絢華と過ごした時間。それは、初めての感触。
村雨が部屋を出て行ってから、しばらく経った頃。突如、絢華の顔つきが変わった。徐々に眉をひそめていき、口元と頬が引き締まる。
(ん!?)
彼女から笑みが消えていく。気になった俺は、思い切って尋ねてみた。
「どうした?」
「いや、別に」
「気分でも悪いのか?」
「そういうのじゃない。ただ……」
腰かけていた車椅子から自力で立ち上がると、すぐそばにあったベッドに絢華は倒れ込んだ。そして、ぼんやりと天井を見上げる。

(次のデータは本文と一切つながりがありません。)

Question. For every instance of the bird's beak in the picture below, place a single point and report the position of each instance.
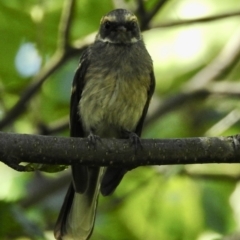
(121, 29)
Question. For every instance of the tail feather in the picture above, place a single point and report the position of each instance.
(77, 216)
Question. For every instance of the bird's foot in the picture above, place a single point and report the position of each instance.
(93, 139)
(134, 139)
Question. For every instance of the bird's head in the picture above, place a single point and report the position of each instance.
(119, 26)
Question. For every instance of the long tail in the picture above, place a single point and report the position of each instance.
(77, 215)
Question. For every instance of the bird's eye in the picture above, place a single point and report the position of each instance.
(133, 24)
(107, 24)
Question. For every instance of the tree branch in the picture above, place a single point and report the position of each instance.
(17, 148)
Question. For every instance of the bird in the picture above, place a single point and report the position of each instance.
(111, 92)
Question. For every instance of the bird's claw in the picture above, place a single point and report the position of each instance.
(93, 139)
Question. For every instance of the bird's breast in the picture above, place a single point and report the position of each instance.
(111, 101)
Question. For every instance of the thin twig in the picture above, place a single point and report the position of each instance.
(197, 20)
(149, 16)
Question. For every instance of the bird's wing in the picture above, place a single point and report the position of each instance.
(79, 173)
(138, 130)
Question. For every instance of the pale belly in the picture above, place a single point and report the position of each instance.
(109, 106)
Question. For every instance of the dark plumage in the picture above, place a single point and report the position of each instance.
(111, 92)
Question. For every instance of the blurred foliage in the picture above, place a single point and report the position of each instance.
(170, 202)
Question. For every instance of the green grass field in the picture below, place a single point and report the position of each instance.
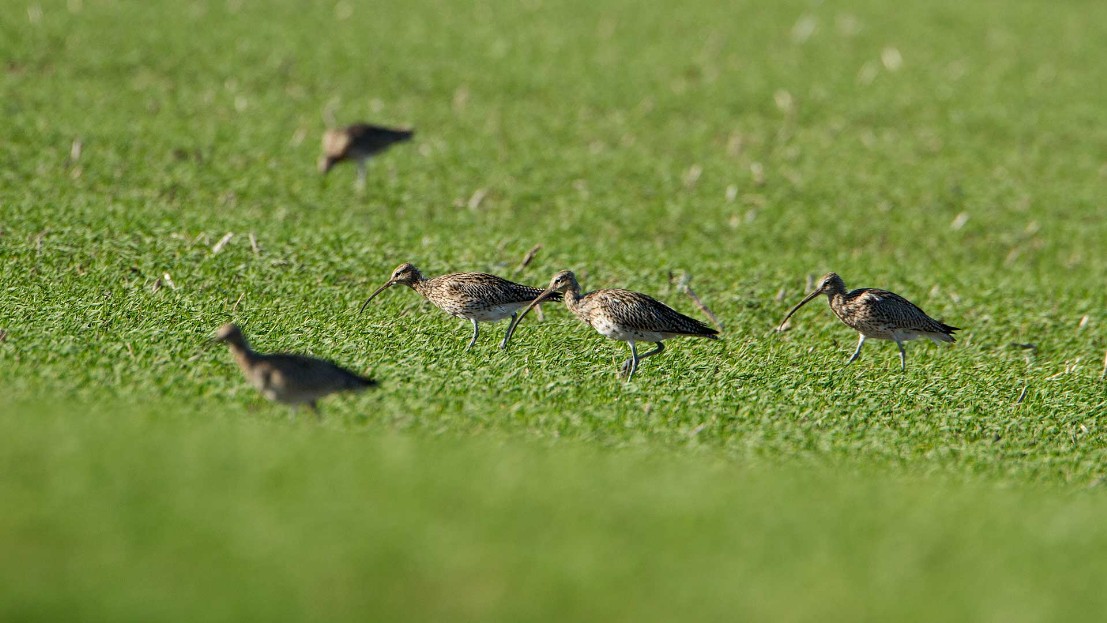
(953, 153)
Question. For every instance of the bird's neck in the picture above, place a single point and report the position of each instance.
(572, 299)
(420, 286)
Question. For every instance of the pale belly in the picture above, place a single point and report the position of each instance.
(613, 331)
(492, 313)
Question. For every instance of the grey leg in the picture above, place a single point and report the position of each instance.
(476, 331)
(508, 332)
(362, 170)
(857, 353)
(657, 351)
(631, 364)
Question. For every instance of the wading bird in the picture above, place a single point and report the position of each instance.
(359, 142)
(879, 314)
(621, 314)
(289, 379)
(477, 297)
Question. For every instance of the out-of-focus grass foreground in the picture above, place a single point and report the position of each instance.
(158, 180)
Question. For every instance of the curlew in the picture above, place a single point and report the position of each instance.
(477, 297)
(289, 379)
(621, 314)
(879, 314)
(359, 142)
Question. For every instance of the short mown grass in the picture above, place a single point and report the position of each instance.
(953, 154)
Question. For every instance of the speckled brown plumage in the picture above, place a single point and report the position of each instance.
(622, 314)
(359, 142)
(289, 379)
(476, 297)
(879, 314)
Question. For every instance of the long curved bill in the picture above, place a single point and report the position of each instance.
(375, 292)
(518, 319)
(795, 309)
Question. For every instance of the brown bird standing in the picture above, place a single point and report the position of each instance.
(359, 142)
(879, 314)
(289, 379)
(621, 314)
(476, 297)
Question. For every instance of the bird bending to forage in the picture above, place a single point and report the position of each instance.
(289, 379)
(879, 314)
(476, 297)
(621, 314)
(359, 142)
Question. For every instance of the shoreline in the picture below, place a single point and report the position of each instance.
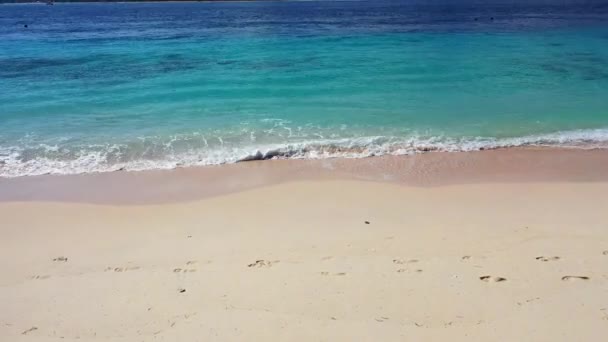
(306, 260)
(433, 169)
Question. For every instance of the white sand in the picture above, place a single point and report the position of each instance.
(413, 273)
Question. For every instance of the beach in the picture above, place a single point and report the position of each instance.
(341, 253)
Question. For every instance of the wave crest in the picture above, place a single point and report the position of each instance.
(22, 160)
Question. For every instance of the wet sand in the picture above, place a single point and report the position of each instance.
(509, 247)
(516, 165)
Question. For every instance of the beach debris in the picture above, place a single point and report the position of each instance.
(491, 279)
(570, 278)
(29, 330)
(542, 258)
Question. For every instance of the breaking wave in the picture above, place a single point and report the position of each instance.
(39, 159)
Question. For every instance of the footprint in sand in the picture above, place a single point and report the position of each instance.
(41, 277)
(122, 269)
(335, 274)
(491, 279)
(401, 270)
(573, 278)
(29, 330)
(263, 263)
(184, 270)
(542, 258)
(401, 261)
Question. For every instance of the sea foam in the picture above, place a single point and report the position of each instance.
(16, 161)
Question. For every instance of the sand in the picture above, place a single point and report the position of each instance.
(323, 259)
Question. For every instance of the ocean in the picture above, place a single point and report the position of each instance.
(136, 86)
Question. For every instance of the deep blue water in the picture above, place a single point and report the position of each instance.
(99, 87)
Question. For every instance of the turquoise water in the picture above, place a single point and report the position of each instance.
(101, 87)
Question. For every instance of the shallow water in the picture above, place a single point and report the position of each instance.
(99, 87)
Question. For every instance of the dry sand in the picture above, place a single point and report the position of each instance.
(297, 261)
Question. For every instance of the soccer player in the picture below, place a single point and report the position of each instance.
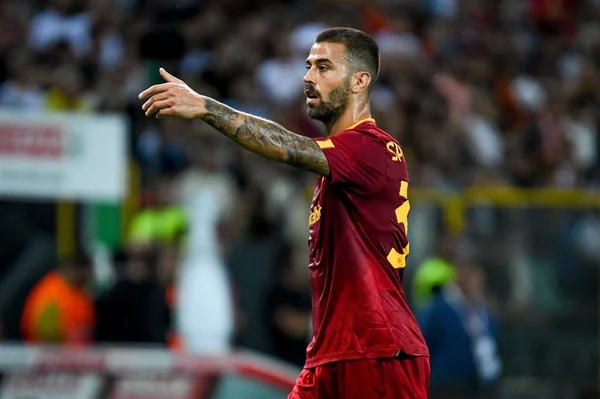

「私、大丈夫かな? これから外国へ行って、大掛かりな手術を受けて、現地でリハビリして、戻ってくるんだけど……うまくいくのかしら」
「大丈夫だろ。向こうの医者は、こっちより腕が良いんだから」
「私、ちゃんと戻って来られるかな?」
「大丈夫だって」
つい数分前とは打って変わって、ナーバスに陥っていた絢華。もしかすると、先ほどまでも不安な気持ちは抱えていたのかもしれないが、渡航の膳立てをしてくれた父の手前、口には出せなかったのだろう。
堰を切ったように、彼女の口から思いがあふれてくる。
「ほんとうに大丈夫かしら? 昨日、私の体を調べた医者は『危険な手術になる』って言ってたわ。内臓の大半を入れ替えるのよ? もし、成功したとしても……完全には、元に戻らないかもしれないって……」
「賭けになるってわけか。イチかバチかの」
俺の返事に、大きく頷いた絢華。
「うん。イチかバチか。それよりもっと、確率としては低いかもね。手術自体も、まだ日本では認可されてない術式で行うらしいし」
「そんなにヤバい方法なのか!?」
「だから、わざわざ外国でやるのよ。日本だと、できる病院が1つも無いからね。アメリカから、帰って来られるかどうかも……分からないけど」
心が不安で、大きく揺れているのが分かった。少し前、彼女は己の人生を前に進めるために「手術を受ける」という決断を下した。その時よりも、だいぶ緊張の度合いは高まっている。おそらく、渡航前のメディカルチェックで主治医からリスクを告げられたことで、不安や恐怖が倍増してしまったのかもしれない。
どうにかして、気持ちを前向きにしてやらねば――。
俺の返答は早かった。
「……帰って来られるさ。お前なら、絶対に大丈夫だ」
断言できる根拠は、これと言って特には挙げられない。
「どうして、そう思うの?」
「それは……」
明確に答えることは、できなかった。
昔、根拠を述べることが出来ない主張は「事実」とは呼べず、全て「虚構」に過ぎぬと、どこかの偉い学者が語っているのをテレビで観た事がある。その学者の論理で言えば、絢華に対する俺の鼓舞は噓八百で、何の確証も無いデタラメという事になってしまう。
しかし、誰かを勇気付けるという行為において、必ずしも「事実」を述べる必要は無い。たとえ、放つ麗句が根拠の伴わない「虚構」であろうと、目の前の人間の感情に寄り添い、不安を優しく取り除けさえすれば、それで良いはずだ。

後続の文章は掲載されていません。